As soon as you have selected the source branch and target branch you will get a more extended form where you can give a title and description to your Pull Request, and assign who needs to review your work. If you’re using Azure DevOps Boards, you can also link the development ticket.
As soon as everything is setup properly, you can hit the Create button at the end of the form
As a result, we can see the created Pull Request:
If we take a closer look at the created Pull Request, we can see at first that the Pull Request received the status “Active”, meaning that it isn’t reviewed yet. What we can see as well is that “No merge conflicts” were found. When you create a Pull Request, Azure DevOps is going to check if there might be merge conflicts, if there are it will be shown clearly. In that case, you’ll need to handle the merge conflicts first.
How to review a Pull Request?
When a Pull Request (PR) is assigned to you, you can easily open the Pull Request by navigating to the Pull requests screen as mentioned above and clicking on the specific Pull Request. As soon as you have opened the Pull Request, go to Files and you can start reviewing.
As you can see in the screenshot above, a change was made to the DimProductCategory.sql file. A column called DutchProductCategoryName was added to the SQL file.

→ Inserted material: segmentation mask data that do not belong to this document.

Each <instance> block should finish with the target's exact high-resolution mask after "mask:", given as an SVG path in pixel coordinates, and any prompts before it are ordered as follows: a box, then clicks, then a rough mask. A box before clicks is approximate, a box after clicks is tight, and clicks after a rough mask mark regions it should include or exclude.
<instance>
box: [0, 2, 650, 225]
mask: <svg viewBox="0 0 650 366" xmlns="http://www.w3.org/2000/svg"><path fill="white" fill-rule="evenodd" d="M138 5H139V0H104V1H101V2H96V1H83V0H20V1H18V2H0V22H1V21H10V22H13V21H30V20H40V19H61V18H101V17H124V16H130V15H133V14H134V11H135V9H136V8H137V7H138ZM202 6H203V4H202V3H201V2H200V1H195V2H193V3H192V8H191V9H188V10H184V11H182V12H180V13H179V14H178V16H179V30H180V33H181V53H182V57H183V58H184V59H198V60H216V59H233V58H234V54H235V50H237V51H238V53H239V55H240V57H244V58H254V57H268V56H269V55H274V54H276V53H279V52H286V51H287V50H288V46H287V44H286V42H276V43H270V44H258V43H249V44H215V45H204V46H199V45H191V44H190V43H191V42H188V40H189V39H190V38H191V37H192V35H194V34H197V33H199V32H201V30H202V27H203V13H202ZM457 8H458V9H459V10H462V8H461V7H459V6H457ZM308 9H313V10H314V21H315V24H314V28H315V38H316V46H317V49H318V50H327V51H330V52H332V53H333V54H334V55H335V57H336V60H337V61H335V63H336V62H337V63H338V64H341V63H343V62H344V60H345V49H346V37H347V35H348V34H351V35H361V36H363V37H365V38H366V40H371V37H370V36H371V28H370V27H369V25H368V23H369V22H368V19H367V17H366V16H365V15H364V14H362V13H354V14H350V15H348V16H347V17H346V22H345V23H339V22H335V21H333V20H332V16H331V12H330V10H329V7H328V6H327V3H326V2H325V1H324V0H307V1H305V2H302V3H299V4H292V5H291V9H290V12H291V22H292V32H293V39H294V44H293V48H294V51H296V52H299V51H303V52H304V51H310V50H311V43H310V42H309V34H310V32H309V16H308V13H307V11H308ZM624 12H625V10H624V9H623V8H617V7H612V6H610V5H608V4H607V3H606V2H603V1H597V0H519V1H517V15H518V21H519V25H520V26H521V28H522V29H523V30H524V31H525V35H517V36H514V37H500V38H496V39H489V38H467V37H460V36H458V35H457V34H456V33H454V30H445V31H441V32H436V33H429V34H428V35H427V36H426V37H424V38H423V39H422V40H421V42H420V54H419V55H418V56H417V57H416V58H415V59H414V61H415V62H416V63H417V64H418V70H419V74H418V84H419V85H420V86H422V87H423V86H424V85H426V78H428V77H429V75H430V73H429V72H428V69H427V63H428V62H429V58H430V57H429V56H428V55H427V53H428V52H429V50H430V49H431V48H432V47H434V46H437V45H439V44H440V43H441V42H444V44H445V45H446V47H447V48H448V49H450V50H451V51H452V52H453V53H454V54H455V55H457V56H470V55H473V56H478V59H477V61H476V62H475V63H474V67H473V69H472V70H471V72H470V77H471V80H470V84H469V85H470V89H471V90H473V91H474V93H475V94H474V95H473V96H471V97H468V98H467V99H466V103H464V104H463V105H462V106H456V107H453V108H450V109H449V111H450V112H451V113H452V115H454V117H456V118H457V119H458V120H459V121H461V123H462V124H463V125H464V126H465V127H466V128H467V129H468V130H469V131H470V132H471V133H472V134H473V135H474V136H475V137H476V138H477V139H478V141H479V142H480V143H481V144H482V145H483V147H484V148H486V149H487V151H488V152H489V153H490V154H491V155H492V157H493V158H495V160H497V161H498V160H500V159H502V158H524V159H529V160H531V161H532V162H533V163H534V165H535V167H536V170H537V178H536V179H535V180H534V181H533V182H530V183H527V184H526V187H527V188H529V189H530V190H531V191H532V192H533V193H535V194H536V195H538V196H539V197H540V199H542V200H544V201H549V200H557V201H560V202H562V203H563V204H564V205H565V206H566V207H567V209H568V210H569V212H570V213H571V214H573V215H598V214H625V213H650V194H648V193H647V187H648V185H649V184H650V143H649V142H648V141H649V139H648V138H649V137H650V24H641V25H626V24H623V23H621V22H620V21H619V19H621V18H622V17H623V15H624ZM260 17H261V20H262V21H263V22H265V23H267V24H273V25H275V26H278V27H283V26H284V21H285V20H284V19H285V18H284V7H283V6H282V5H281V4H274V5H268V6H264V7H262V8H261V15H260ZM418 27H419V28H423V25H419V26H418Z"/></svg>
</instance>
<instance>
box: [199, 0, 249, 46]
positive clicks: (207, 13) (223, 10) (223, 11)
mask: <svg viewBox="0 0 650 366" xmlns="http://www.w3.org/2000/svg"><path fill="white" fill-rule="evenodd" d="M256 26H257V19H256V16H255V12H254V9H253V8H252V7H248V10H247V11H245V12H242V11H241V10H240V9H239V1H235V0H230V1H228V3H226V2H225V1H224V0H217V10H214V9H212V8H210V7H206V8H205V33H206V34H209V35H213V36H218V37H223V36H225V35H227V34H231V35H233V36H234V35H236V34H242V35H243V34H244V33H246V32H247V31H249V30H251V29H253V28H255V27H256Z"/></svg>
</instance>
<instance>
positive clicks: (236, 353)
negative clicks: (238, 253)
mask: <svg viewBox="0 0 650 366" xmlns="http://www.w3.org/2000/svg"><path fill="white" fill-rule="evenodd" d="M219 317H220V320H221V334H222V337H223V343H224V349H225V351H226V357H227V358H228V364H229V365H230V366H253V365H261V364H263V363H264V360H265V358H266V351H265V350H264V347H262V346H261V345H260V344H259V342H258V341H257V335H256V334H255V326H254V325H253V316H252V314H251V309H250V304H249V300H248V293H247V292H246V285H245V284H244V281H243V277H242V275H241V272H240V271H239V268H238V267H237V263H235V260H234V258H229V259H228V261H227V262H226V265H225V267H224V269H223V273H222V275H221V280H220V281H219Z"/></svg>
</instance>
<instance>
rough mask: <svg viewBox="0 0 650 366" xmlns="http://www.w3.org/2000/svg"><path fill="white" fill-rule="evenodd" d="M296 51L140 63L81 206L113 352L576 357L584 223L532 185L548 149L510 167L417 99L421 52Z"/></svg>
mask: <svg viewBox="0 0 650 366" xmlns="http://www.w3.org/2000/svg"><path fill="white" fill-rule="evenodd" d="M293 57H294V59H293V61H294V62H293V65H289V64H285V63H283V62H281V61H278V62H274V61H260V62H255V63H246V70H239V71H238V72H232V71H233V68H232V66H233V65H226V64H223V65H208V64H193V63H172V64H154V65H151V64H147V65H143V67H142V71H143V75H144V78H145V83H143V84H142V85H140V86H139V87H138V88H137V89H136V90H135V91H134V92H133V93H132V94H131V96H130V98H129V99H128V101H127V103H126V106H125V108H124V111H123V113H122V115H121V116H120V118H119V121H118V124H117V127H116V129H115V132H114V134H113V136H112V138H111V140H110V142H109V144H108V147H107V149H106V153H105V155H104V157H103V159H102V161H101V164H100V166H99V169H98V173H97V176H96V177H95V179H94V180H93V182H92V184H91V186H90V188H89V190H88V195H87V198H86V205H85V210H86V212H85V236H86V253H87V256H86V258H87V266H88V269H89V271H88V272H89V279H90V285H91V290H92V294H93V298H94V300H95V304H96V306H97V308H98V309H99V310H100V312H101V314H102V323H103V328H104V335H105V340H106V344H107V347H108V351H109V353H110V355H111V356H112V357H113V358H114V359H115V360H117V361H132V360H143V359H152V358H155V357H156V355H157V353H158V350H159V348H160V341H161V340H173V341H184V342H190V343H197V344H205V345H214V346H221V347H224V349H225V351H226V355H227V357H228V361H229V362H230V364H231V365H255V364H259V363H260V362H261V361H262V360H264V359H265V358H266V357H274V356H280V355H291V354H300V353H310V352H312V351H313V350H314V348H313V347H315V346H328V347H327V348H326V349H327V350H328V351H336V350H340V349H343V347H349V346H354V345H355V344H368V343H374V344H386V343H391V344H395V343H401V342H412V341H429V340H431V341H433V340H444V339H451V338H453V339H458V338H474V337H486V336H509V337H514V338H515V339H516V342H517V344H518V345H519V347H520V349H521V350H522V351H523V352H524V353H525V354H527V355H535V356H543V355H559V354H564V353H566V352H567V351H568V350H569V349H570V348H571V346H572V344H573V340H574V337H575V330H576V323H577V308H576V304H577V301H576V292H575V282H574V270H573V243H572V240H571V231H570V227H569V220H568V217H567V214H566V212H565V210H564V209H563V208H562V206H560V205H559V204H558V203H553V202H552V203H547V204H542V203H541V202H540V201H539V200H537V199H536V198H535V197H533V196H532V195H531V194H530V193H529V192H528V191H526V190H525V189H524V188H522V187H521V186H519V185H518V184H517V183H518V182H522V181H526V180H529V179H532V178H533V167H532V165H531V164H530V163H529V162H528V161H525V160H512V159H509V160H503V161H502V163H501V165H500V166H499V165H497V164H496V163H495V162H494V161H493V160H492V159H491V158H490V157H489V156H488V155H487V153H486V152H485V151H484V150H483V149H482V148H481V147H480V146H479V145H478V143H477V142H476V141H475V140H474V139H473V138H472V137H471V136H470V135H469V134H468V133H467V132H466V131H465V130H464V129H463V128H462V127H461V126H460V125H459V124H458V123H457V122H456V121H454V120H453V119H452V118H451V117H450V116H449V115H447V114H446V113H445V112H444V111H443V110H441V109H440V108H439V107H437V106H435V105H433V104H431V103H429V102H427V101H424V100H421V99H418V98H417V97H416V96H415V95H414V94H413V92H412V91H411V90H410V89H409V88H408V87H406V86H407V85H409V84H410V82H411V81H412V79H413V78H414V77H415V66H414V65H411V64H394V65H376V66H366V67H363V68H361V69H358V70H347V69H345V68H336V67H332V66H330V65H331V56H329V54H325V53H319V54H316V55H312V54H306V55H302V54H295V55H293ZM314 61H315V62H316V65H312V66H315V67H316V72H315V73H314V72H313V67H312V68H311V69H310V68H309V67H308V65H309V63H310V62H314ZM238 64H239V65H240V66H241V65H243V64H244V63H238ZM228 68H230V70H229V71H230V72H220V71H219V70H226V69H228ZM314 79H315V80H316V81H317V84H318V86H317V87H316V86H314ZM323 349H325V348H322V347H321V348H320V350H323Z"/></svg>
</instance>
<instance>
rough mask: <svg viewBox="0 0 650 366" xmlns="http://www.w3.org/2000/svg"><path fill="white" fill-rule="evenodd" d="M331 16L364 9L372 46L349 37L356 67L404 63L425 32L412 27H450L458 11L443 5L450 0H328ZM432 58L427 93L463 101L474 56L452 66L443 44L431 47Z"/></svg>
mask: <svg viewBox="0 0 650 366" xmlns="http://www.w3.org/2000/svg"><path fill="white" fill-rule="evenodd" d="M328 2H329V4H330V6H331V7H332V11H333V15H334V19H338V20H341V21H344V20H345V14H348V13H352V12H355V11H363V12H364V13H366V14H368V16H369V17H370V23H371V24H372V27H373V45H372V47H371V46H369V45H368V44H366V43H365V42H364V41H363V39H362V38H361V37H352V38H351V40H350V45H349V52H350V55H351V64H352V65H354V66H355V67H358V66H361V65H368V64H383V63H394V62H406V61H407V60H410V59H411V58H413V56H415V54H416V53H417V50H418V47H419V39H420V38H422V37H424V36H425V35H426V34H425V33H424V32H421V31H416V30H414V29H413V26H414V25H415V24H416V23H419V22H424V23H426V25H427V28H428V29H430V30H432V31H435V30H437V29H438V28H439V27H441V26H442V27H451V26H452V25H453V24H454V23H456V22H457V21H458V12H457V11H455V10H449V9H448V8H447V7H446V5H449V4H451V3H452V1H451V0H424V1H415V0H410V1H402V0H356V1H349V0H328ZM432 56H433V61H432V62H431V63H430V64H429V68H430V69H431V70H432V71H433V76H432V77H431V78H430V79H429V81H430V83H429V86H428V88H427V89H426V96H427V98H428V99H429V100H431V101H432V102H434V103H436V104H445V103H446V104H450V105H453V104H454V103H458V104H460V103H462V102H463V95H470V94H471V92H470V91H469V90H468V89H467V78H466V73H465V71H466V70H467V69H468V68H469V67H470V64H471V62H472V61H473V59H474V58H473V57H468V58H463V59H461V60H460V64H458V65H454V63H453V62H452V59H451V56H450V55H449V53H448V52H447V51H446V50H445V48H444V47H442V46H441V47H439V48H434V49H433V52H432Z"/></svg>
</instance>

How to approve a Pull Request?
The approval process in Azure DevOps is very straightforward. To approve a Pull request we just need to click the Approve button on the top right corner and as soon as we have confirmed, the Complete button will appear next to it. To finalize the Pull Request we just need to click on the Complete button.
By hitting the complete button, the merge between the feature/dwh-1 branch and the master branch will be executed as soon as we click the complete merge button.
As soon as we have confirmed, the status of the Pull Request will change to Completed.
As soon as the status changes to Completed, our feature/dwh-1 branch will be deleted automatically as well. By using Pull Requests, you are avoiding a lot of manual branch maintenance.
How to Reject/Disapprove a Pull Request?
To show you how to reject a Pull Request, I have created a new branch feature/dwh-2 where I added a new column into the DimProductCategory.sql file. Due to a mistake, I made a typo in the column name. In this case, my colleague can do 3 different things.
- Let me know that I introduced a typo, and make me adjust it before approving the Pull Request.
- Reject the Pull Request and inform me of the reason why it got rejected in a comment. By using Reject, you give clear feedback that the changes are not ok.
- Use the Waiting for Author, which is a more friendly way to inform the Pull Request creator that there are some adjustments to be made.
To give this feedback on the Pull Request, you need to navigate to the top right corner on the Pull Request and use the downward arrow next to Approve.
As soon as you have selected your choice, make sure to add a comment on the Pull Request as well to explain why you have chosen that specific status. Import to know is that as long as the status remains on “Wait for author” or “Reject” the Pull Request can’t be completed.
In my example, I have chosen to set the feedback status to “Wait for author”. This will block other approvers to complete the Pull Request (if you have provided multiple approvers in the Pull Request). Now I want to provide my feedback to the developer by adding a comment on the Pull Request.
As soon as the typo has been resolved, the Pull Request creator can go to the comment and hit the “Resolve” button.